Hastalık dışarı çıkmamı engelledi.
O tayfun dışarı çıkmamı engelledi.
Ama bu onu evlenmekten alıkoymadı.
- Erken gelmeni ne engelledi?
- Erken gelmene ne mâni oldu?
Kötü hava yola çıkmamı engelledi.
Şiddetli yağmur dışarı çıkmamızı engelledi.
- Senin dün buraya gelmeni ne engelledi?
- Sizin dün buraya gelmenizi ne engelledi?
Şiddetli yağmur balık tutmaya gitmemizi engelledi.

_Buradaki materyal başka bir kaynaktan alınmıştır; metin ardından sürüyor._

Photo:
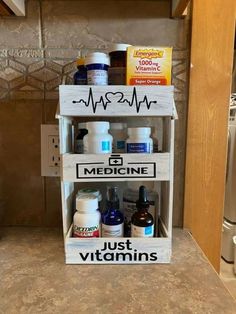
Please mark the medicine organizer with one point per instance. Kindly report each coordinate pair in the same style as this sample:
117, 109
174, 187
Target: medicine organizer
117, 101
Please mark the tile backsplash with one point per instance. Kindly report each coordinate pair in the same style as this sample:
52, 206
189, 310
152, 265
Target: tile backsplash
38, 51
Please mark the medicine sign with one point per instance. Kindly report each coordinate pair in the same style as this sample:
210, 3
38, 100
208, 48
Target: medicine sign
110, 166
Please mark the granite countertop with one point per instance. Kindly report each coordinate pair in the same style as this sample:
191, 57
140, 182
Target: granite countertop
34, 279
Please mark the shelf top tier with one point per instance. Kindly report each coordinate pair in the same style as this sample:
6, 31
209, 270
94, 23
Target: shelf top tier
117, 101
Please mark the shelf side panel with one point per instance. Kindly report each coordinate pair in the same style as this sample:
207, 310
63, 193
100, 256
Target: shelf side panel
67, 196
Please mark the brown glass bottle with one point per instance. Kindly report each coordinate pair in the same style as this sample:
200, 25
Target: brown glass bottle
142, 223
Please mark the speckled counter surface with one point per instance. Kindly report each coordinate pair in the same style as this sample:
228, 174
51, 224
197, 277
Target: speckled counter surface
34, 279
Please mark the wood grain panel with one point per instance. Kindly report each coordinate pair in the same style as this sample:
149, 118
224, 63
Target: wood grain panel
178, 7
213, 27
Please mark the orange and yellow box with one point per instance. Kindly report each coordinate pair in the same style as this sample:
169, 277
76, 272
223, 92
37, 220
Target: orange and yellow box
148, 65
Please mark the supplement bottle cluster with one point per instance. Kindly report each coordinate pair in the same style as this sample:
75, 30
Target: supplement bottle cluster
103, 137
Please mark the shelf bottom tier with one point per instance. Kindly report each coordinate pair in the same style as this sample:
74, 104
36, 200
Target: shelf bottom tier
117, 250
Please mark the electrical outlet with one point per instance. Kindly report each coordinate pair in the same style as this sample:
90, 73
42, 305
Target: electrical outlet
50, 156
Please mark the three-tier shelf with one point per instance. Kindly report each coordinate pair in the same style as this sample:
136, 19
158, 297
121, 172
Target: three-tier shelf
109, 102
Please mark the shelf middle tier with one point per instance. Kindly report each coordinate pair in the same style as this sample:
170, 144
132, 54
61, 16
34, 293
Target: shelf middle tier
116, 167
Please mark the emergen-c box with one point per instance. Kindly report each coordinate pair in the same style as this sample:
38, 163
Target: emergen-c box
148, 65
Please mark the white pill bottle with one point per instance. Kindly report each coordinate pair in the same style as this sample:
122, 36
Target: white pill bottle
139, 140
118, 131
98, 140
87, 218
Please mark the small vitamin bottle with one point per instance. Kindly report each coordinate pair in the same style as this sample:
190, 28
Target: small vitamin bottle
139, 140
98, 140
80, 77
93, 192
112, 218
117, 70
87, 218
118, 131
79, 145
97, 64
142, 223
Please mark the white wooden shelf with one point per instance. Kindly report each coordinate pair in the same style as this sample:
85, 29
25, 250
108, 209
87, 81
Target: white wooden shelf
116, 101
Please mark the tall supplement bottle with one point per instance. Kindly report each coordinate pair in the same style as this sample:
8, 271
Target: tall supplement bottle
142, 223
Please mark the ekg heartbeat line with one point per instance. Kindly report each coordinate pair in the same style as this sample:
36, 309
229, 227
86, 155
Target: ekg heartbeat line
105, 100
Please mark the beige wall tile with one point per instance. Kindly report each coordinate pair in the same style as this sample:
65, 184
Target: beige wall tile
52, 214
21, 188
22, 32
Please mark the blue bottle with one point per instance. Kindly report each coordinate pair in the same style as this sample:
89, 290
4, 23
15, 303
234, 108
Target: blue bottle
112, 218
80, 77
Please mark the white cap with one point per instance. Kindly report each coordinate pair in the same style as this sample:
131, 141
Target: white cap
86, 203
100, 126
93, 192
139, 131
118, 47
134, 185
82, 125
118, 126
97, 57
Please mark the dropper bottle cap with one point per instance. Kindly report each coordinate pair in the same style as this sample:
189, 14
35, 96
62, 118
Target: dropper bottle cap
142, 202
112, 197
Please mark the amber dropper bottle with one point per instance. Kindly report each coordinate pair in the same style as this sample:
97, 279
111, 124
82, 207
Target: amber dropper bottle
142, 223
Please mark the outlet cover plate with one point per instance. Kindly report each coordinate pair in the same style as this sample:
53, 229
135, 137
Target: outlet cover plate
50, 155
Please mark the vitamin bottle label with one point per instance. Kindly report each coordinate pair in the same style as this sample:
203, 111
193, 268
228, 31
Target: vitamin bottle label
142, 232
138, 148
97, 77
86, 232
129, 209
120, 145
80, 81
112, 231
106, 146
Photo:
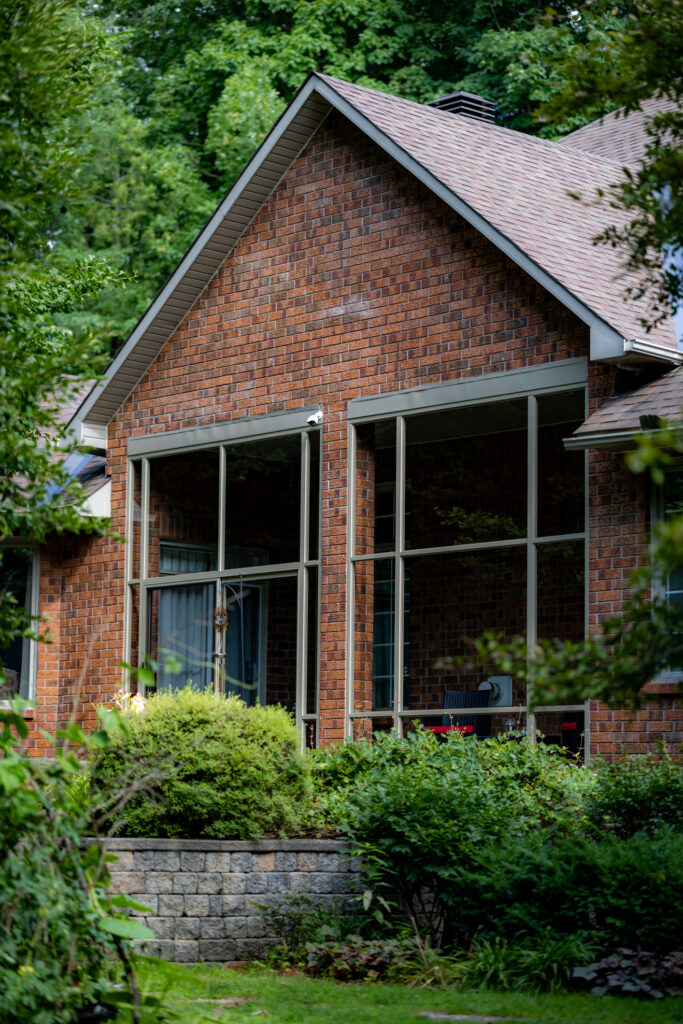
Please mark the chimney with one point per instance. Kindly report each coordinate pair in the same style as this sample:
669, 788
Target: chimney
467, 103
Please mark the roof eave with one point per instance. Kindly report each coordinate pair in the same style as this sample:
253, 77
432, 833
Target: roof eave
604, 440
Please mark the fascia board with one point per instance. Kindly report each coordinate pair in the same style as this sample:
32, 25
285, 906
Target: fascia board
607, 440
562, 376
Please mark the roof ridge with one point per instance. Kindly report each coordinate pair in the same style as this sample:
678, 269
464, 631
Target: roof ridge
466, 120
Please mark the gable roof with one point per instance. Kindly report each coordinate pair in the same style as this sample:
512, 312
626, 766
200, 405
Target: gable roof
619, 136
613, 424
512, 187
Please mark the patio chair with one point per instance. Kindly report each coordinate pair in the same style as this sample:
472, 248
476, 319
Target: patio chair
480, 724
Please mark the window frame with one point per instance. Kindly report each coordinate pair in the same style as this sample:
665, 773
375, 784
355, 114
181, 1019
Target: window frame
34, 610
527, 383
658, 583
142, 451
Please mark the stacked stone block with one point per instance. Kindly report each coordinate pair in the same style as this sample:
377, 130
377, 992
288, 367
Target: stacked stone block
202, 894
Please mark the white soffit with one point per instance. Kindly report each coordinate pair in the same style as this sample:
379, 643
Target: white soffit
270, 162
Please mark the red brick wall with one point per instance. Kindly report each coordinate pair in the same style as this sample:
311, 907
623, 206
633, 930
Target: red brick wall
352, 280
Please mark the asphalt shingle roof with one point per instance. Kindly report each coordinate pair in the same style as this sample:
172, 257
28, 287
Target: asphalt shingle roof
620, 137
520, 185
663, 397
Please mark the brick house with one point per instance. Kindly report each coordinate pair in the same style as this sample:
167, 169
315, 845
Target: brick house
372, 415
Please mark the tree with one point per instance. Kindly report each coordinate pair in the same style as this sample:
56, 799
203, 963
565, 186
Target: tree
624, 64
50, 61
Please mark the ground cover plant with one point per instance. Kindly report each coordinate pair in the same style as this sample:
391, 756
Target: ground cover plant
216, 767
203, 992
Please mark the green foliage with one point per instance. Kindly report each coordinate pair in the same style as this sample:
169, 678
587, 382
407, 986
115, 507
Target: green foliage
355, 958
207, 766
637, 794
543, 963
57, 928
628, 59
512, 848
633, 973
424, 814
51, 61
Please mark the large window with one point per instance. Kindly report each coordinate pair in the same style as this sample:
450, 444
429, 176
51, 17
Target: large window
18, 578
465, 519
223, 560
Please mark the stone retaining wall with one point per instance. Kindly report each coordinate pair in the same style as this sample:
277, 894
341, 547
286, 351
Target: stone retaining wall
202, 892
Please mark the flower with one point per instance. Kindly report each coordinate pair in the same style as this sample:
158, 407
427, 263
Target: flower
125, 702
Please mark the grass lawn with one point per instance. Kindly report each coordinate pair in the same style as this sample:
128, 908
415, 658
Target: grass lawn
203, 992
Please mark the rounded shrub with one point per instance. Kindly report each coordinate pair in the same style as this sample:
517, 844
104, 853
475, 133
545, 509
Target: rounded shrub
204, 765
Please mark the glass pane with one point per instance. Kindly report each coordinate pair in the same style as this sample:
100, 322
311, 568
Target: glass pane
134, 625
312, 632
314, 493
673, 495
561, 473
183, 513
466, 475
137, 521
373, 677
561, 591
278, 678
375, 491
453, 599
263, 480
180, 635
564, 729
15, 577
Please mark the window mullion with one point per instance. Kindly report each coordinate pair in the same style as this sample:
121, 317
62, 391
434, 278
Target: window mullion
399, 574
531, 530
350, 581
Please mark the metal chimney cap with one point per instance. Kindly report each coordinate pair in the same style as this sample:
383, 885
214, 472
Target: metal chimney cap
467, 103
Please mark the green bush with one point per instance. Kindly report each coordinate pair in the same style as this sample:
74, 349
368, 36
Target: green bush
492, 842
429, 816
207, 766
636, 794
58, 931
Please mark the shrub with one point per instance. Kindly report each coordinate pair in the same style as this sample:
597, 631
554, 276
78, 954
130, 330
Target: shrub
630, 972
431, 818
354, 958
207, 766
57, 928
636, 795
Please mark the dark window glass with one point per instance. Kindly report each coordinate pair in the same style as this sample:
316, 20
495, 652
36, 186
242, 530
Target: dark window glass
466, 475
561, 473
375, 487
263, 480
453, 600
314, 493
15, 573
561, 591
312, 640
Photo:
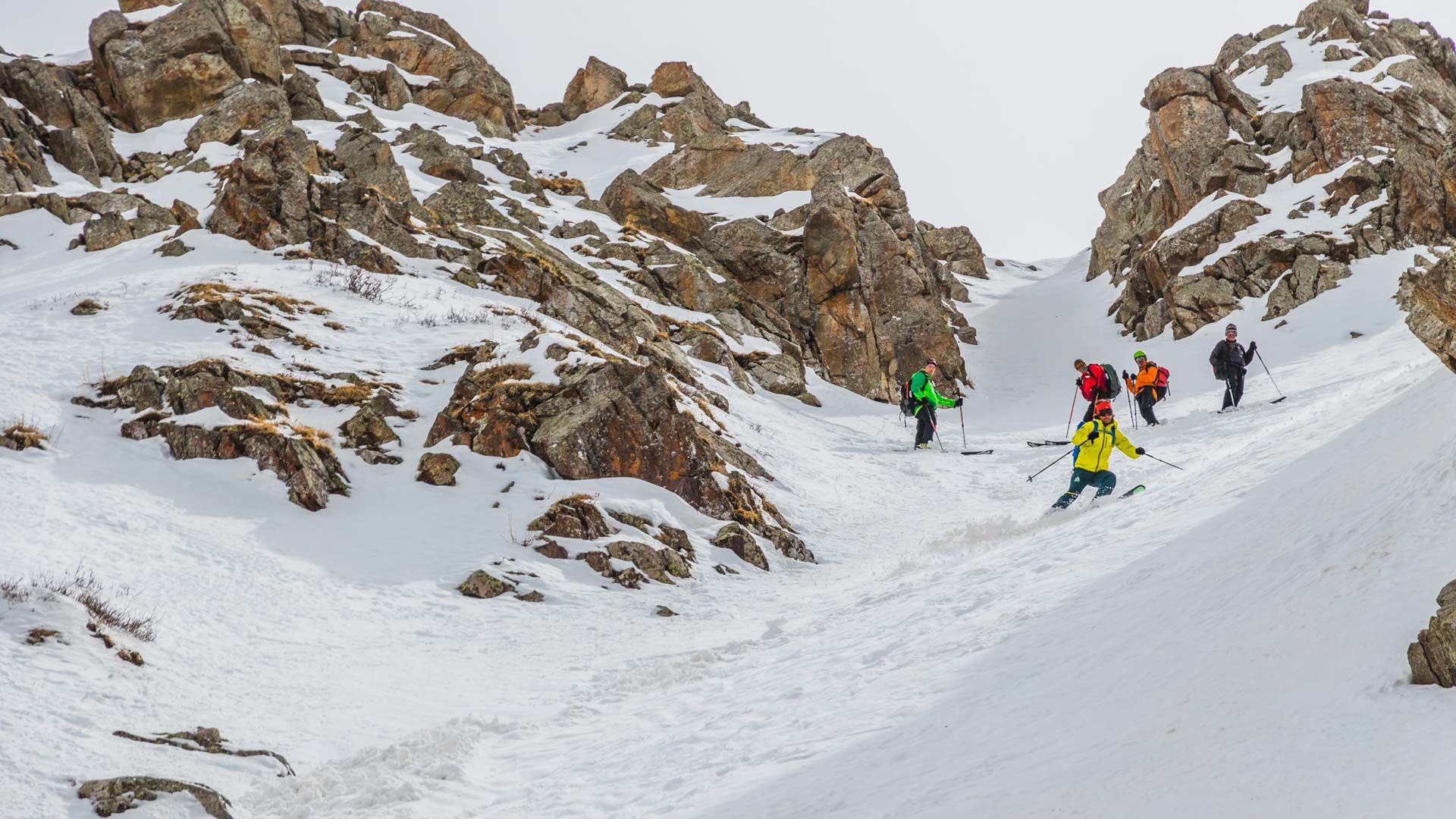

Kar zamanında varmamızı engelledi.
Tayfun, uçağımızın kalkmasını engelledi.
Grip onun golf oynamasını engelledi.
Fırtına zamanında ulaşmamızı engelledi.
Hastalık okula gitmemi engelledi.
Onun hastalığı onun çalışmasına devam etmesini imkansız yaptı.
Köpek, onun evine yaklaşmamı engelledi.
- Sis uçakların kalkışını engelledi.
- Sis uçakların havalanmasına mâni oldu.
Kötü hava balık tutmaya gitmemi engelledi.
Bir fırtına uçağın kalkmasını engelledi.
Onun kötü bacağı yarışı kazanmasını engelledi.
Şiddetli kar yağışı trenin gidişini engelledi.
Hastalık yurt dışına gitmemi engelledi.
Hastalık onun geziye çıkmasını engelledi.
Hastalık yolculuğa çıkmamı engelledi.
Konsere gelmene ne mani oldu?
Trafik kazası treni yakalamamı engelledi.
Teknik bilgisinin olmayışı terfi etmesine engel oldu.
Tom, benim sınıftan çıkmama engel oldu.
Yoğun kar yağışı trenimizin zamanında kalkmasını önledi.
Fırtına yürüyüş için dışarı çıkmamı engelledi.
Tom Mary'ye ateş etmek istedi fakat John onu durdurdu.
Hafif soğuk ailemle birlikte Ibusuki'ye gidişimi engelledi.